For over a decade I have watched the Leafs be a fringe team. I have watched, 99 percent of the time on television, a team refuse to take the path guaranteeing a future. I have watched, like millions of others, a team refuse to better themselves and instead leave the season with a little bit of pride knowing they weren't the worst. Knowing they left themselves short of a playoff spot and well short of a decent draft pick. With a once in a generation athlete on the table, the Leafs surely didn't lose hard enough to give themselves a chance at McDavid. They gave fans one of their worst seasons including a baffling nosedive in 2015 and expect the fans to keep opening up their wallets for a team that never gets better.
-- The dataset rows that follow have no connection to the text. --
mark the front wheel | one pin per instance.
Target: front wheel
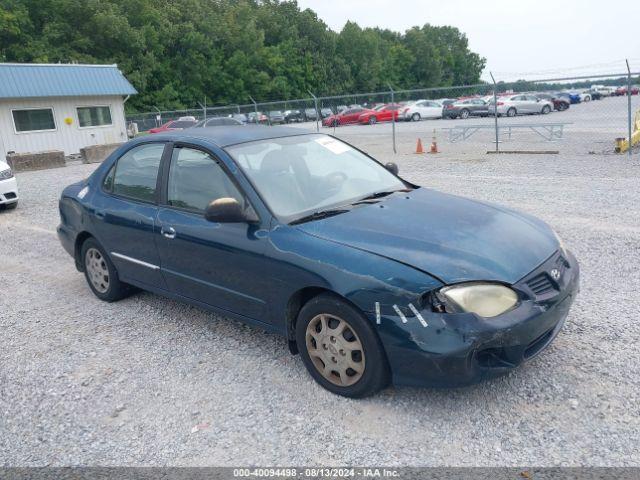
(340, 348)
(101, 273)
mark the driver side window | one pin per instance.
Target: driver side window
(196, 179)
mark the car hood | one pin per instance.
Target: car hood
(452, 238)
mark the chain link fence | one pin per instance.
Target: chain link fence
(575, 115)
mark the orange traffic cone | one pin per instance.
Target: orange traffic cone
(434, 144)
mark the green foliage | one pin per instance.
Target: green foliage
(177, 51)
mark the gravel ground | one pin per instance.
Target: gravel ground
(149, 381)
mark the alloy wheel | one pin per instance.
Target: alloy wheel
(335, 349)
(97, 270)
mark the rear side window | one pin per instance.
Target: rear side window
(136, 172)
(196, 179)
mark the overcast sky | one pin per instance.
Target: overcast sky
(519, 38)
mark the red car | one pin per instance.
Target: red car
(179, 124)
(350, 115)
(381, 113)
(623, 91)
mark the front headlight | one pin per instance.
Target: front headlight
(560, 242)
(6, 174)
(484, 299)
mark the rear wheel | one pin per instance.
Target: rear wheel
(101, 273)
(340, 348)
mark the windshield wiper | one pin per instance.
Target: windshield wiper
(318, 215)
(380, 194)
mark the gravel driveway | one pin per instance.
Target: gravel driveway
(149, 381)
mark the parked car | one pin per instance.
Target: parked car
(8, 187)
(350, 115)
(559, 103)
(293, 116)
(466, 108)
(241, 117)
(217, 122)
(257, 117)
(370, 278)
(513, 105)
(326, 112)
(275, 117)
(310, 114)
(180, 124)
(623, 90)
(574, 97)
(381, 113)
(421, 109)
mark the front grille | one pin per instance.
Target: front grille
(540, 284)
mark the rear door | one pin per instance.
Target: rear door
(125, 213)
(219, 264)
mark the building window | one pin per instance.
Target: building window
(94, 116)
(33, 119)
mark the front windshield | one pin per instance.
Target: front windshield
(308, 173)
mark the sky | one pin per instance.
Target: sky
(519, 38)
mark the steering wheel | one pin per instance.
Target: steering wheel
(333, 182)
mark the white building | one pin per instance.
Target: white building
(61, 107)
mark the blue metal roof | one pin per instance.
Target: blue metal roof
(25, 80)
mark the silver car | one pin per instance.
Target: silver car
(521, 104)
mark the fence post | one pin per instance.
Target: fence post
(255, 109)
(393, 119)
(315, 101)
(629, 106)
(495, 108)
(158, 117)
(204, 108)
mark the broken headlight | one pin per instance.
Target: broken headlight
(484, 299)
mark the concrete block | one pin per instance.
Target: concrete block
(21, 162)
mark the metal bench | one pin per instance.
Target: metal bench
(548, 131)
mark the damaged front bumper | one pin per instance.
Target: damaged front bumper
(463, 348)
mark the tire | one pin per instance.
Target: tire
(358, 345)
(109, 288)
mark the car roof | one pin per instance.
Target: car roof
(224, 136)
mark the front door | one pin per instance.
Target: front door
(125, 213)
(214, 263)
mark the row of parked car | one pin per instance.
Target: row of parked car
(508, 104)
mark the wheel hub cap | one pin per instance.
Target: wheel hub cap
(97, 270)
(335, 350)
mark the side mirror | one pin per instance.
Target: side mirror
(227, 210)
(392, 167)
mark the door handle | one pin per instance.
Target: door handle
(168, 232)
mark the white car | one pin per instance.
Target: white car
(513, 105)
(422, 109)
(8, 187)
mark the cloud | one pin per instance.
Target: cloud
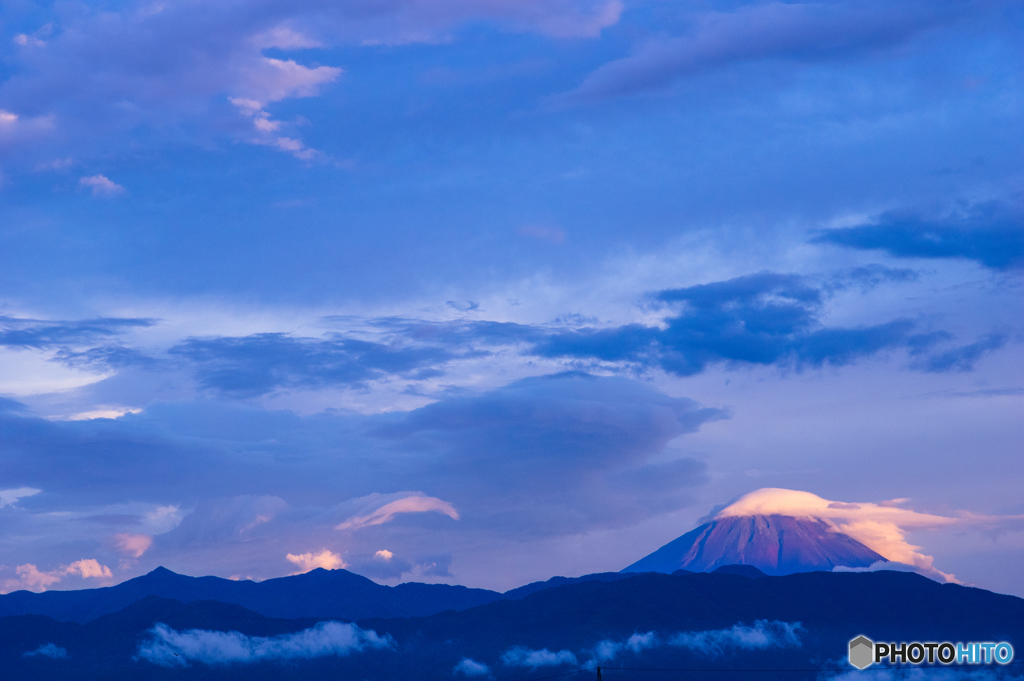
(25, 333)
(274, 80)
(101, 185)
(762, 635)
(10, 497)
(520, 656)
(607, 650)
(32, 579)
(133, 545)
(762, 318)
(387, 512)
(801, 32)
(964, 357)
(881, 527)
(989, 233)
(51, 650)
(469, 667)
(715, 642)
(538, 458)
(257, 365)
(104, 73)
(168, 647)
(307, 561)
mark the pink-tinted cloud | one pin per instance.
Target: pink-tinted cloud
(881, 526)
(387, 512)
(101, 185)
(775, 30)
(307, 561)
(32, 579)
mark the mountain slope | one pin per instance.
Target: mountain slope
(773, 544)
(568, 620)
(325, 594)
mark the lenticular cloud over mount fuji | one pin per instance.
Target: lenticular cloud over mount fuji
(781, 531)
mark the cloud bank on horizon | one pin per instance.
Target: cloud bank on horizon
(486, 292)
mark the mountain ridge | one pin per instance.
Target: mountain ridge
(774, 544)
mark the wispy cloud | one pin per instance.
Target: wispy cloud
(168, 647)
(10, 497)
(101, 185)
(32, 579)
(881, 526)
(762, 635)
(520, 656)
(471, 668)
(387, 512)
(51, 650)
(307, 561)
(802, 32)
(989, 233)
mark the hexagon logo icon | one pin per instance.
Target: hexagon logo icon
(861, 651)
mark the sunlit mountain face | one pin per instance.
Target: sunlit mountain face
(773, 544)
(477, 293)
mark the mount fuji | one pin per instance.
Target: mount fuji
(753, 533)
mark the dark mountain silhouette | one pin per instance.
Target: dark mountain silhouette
(773, 544)
(325, 594)
(832, 608)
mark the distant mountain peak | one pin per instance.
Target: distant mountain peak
(774, 544)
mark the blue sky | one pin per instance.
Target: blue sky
(484, 292)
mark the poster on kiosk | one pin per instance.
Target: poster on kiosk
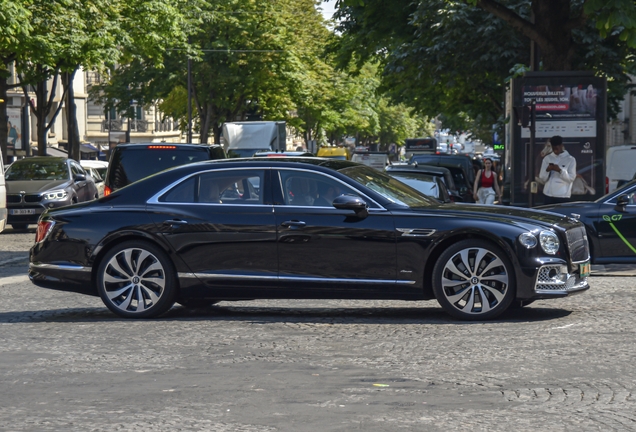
(572, 105)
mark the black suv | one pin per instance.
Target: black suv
(132, 162)
(461, 166)
(39, 183)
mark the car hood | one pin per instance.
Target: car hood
(569, 207)
(505, 214)
(35, 186)
(578, 208)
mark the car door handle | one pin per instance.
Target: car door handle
(175, 222)
(293, 224)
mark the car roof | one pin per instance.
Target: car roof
(419, 167)
(141, 145)
(41, 158)
(282, 154)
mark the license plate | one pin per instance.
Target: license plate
(584, 269)
(22, 211)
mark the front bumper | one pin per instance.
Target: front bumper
(29, 213)
(551, 278)
(554, 279)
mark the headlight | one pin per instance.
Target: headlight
(549, 242)
(54, 195)
(528, 240)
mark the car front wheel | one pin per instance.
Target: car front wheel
(136, 280)
(474, 280)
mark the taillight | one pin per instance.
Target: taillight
(43, 230)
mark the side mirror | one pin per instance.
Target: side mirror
(621, 203)
(351, 202)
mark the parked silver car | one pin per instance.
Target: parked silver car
(39, 183)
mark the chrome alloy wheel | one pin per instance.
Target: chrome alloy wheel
(134, 280)
(474, 281)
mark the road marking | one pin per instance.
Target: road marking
(10, 260)
(13, 279)
(565, 326)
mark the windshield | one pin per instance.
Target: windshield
(37, 170)
(421, 182)
(392, 189)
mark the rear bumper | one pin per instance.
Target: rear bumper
(62, 277)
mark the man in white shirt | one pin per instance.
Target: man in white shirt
(558, 171)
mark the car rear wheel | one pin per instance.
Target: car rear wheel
(136, 280)
(474, 280)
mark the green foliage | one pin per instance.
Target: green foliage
(453, 59)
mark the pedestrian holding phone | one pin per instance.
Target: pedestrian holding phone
(558, 171)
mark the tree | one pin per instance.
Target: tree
(454, 58)
(15, 29)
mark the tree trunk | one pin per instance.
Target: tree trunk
(71, 116)
(551, 30)
(552, 19)
(4, 132)
(40, 116)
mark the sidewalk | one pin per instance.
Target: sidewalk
(613, 270)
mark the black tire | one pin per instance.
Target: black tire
(197, 303)
(136, 270)
(469, 271)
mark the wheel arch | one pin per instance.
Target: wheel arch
(443, 244)
(112, 241)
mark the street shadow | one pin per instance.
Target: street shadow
(231, 313)
(14, 263)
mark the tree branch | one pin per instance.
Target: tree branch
(514, 20)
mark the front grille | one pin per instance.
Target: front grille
(577, 244)
(32, 198)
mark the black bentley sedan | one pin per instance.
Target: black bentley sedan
(610, 222)
(302, 228)
(39, 183)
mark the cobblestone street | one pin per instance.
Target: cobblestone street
(67, 363)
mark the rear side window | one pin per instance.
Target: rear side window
(131, 164)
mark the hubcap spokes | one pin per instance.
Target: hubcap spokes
(474, 280)
(134, 280)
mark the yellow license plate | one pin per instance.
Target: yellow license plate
(584, 269)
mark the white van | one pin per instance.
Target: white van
(3, 198)
(620, 164)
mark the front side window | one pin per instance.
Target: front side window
(302, 188)
(240, 187)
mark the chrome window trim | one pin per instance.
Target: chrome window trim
(614, 199)
(362, 195)
(188, 275)
(155, 198)
(71, 267)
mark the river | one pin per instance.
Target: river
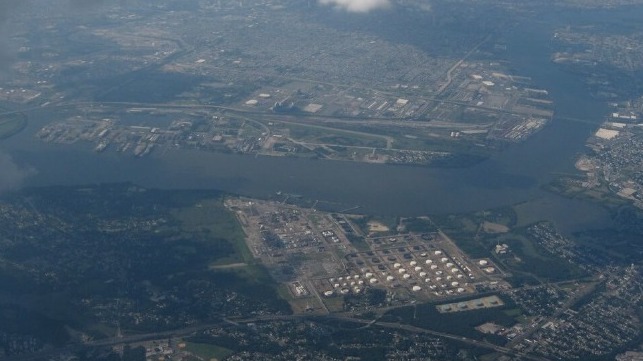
(512, 176)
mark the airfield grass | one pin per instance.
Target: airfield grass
(207, 351)
(210, 218)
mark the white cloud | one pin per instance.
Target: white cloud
(358, 6)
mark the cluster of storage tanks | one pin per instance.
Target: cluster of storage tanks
(437, 274)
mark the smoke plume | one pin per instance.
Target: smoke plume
(11, 175)
(357, 6)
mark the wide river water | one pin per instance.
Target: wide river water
(512, 176)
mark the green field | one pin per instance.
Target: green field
(207, 352)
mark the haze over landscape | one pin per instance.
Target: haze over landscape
(321, 180)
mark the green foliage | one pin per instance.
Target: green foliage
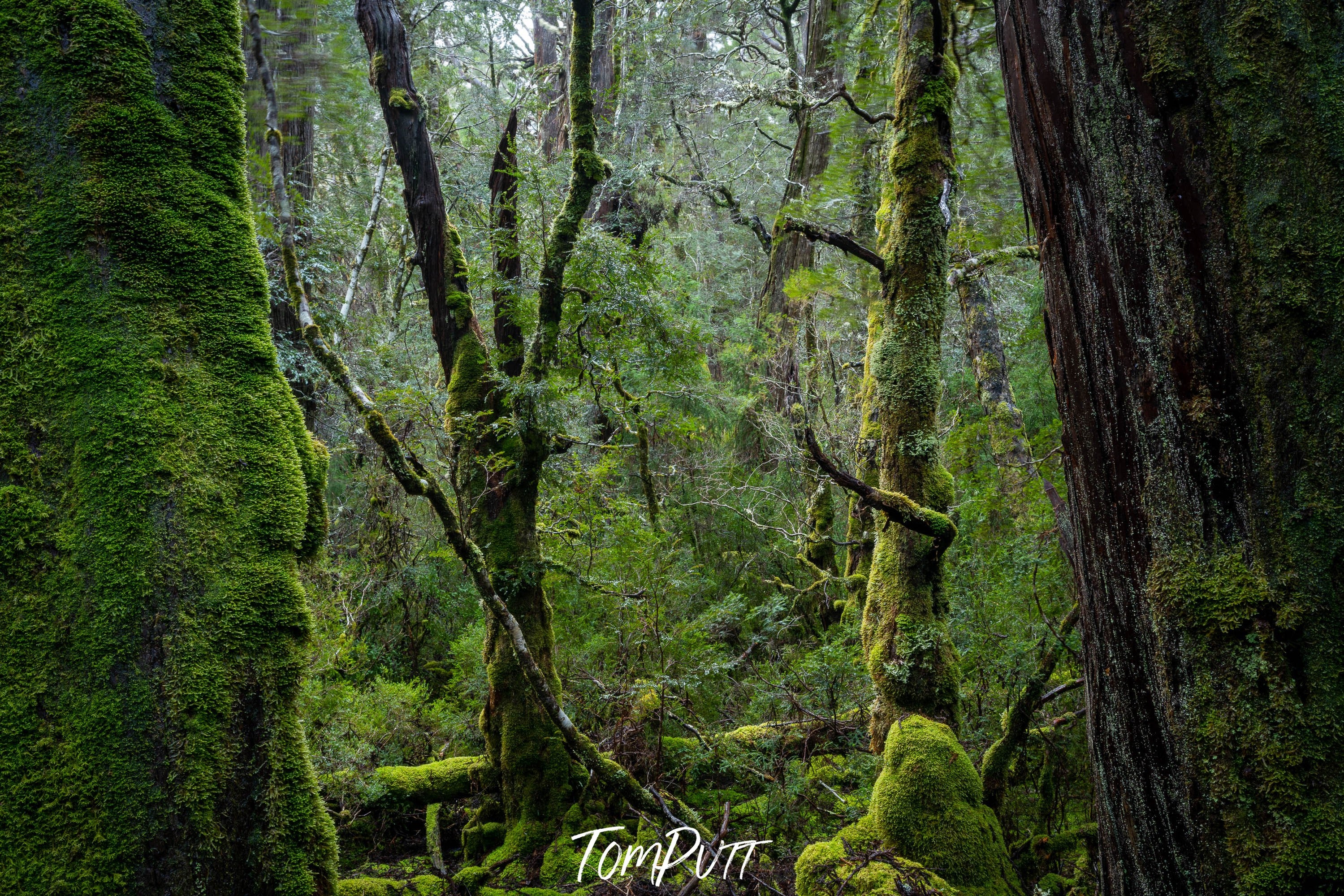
(695, 656)
(158, 481)
(928, 806)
It's not going to happen.

As someone who watched the team for a living and continues to monitor the team's progress, or regression, rather, it becomes harder to stomach the team as the years go by. No longer am I fully invested in the season as I was even one or two years ago. I enjoy a great hockey game, I enjoy the Stanley Cup Playoffs more than any other sporting event. The greatest hockey you will ever see (besides Olympic) occurs every year in April and extends to June. If the Leafs aren't going to be part of that every few years, I have other teams to watch that are worth it. There is much better hockey to be watched through the season as well.

When the Toronto Blue Jays began their season Monday, I was excited to watch a team that had a clean slate and was going to be exciting to watch if nothing else. When the Maple Leafs finish their season on Saturday, they'll be forgotten until the draft and free agency. They'll reignite the hope that fans held eight months ago and with any luck impress only if for a month. If the Leafs continue to skate on by hoping their legacy will keep them afloat, it's not going to end well.